Finns have a particular passion for counting all types of natural creatures year after year. This allowed researchers to compare trends in the occurrences of birds, mammals, plants and lake phytoplankton between protected and unprotected sites across four decades.

Among 638 species, they found:

  • one in five bird species,
  • one in eight mammal species and
  • one in twenty plant or phytoplankton species

benefit from protection.

“Our findings should not discourage us from establishing protected areas,” says Andrea Santangeli, lead author of the study. “Quite the contrary, they show that protected areas will buy us some time to counter rapid species loss. By protecting an area, we will slow the local loss of many species – but, at the same time, we cannot stop species loss by simply setting aside some small pieces of land here and there and expect miracles to happen”.

Original paper:

Santangeli, A., Weigel, B., Antão, L.H. et al. Mixed effects of a national protected area network on terrestrial and freshwater biodiversity. Nat Commun 14, 5426 (2023). https://doi.org/10.1038/s41467-023-41073-4

Collaborators

The data from the monitoring programmes, over half a million observations, are coordinated by our collaborators from the Finnish Environmental Institute (SYKE), Natural Resources Institute Finland (LUKE) and the Finnish Natural History Museum (LUOMUS).
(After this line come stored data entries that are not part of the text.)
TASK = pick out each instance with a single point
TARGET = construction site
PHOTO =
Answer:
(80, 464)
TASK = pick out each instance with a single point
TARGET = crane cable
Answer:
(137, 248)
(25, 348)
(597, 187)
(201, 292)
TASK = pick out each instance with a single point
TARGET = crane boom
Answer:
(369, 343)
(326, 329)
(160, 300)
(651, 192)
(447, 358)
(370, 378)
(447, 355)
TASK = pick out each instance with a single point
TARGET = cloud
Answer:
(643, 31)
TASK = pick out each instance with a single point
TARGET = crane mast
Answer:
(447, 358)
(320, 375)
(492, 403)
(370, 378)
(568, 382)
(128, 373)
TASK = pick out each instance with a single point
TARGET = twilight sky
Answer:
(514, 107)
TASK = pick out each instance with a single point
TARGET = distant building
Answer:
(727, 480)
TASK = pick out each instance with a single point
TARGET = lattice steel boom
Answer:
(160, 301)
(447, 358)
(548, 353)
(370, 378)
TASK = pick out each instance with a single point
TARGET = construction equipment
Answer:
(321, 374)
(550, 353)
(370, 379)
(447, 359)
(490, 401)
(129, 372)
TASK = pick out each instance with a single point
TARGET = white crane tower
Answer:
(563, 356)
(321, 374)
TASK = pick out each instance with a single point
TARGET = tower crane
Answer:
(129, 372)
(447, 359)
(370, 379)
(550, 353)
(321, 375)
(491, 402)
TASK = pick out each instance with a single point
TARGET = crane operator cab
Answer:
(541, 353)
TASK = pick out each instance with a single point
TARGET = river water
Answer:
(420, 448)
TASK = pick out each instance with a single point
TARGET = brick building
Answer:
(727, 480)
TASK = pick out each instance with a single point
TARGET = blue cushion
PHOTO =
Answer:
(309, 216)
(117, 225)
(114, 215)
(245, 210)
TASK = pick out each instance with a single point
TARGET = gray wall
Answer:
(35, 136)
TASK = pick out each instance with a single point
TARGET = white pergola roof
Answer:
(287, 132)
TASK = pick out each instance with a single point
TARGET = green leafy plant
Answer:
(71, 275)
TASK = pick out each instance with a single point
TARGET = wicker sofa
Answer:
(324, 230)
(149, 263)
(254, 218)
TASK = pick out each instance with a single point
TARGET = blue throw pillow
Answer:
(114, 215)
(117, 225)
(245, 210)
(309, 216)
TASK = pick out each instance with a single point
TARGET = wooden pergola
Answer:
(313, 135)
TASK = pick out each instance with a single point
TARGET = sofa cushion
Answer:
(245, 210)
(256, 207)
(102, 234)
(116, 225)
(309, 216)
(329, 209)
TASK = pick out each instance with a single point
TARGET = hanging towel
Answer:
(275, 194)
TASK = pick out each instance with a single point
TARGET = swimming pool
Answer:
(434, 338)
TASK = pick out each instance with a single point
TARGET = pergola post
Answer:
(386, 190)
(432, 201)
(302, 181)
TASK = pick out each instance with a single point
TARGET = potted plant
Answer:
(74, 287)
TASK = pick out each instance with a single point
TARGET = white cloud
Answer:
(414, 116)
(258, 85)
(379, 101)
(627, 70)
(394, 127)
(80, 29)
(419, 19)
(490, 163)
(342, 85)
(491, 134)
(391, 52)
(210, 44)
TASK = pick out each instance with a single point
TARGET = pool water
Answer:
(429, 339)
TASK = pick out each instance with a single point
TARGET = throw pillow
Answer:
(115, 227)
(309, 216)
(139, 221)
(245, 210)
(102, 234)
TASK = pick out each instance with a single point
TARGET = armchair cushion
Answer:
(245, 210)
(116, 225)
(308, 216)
Recommendations for protecting species more effectively

For improving the effectiveness of procted areas, Dr Santangeli has a clear-cut recommendation: “What we need to do is to make the overall landscape more suitable for the species. Protected areas can serve as lifeboats, but in the longer run, these lifeboats will still need a safe landing site.”

What both researchers stress is that current area-based protection will be insufficient for acting as a single silver bullet for countering species loss. The key is in managing current protected areas better and increasing their connectedness with each other, while making the unprotected part of the world a better place for more species. It is there that the lifeboat passengers will find long-term shelter.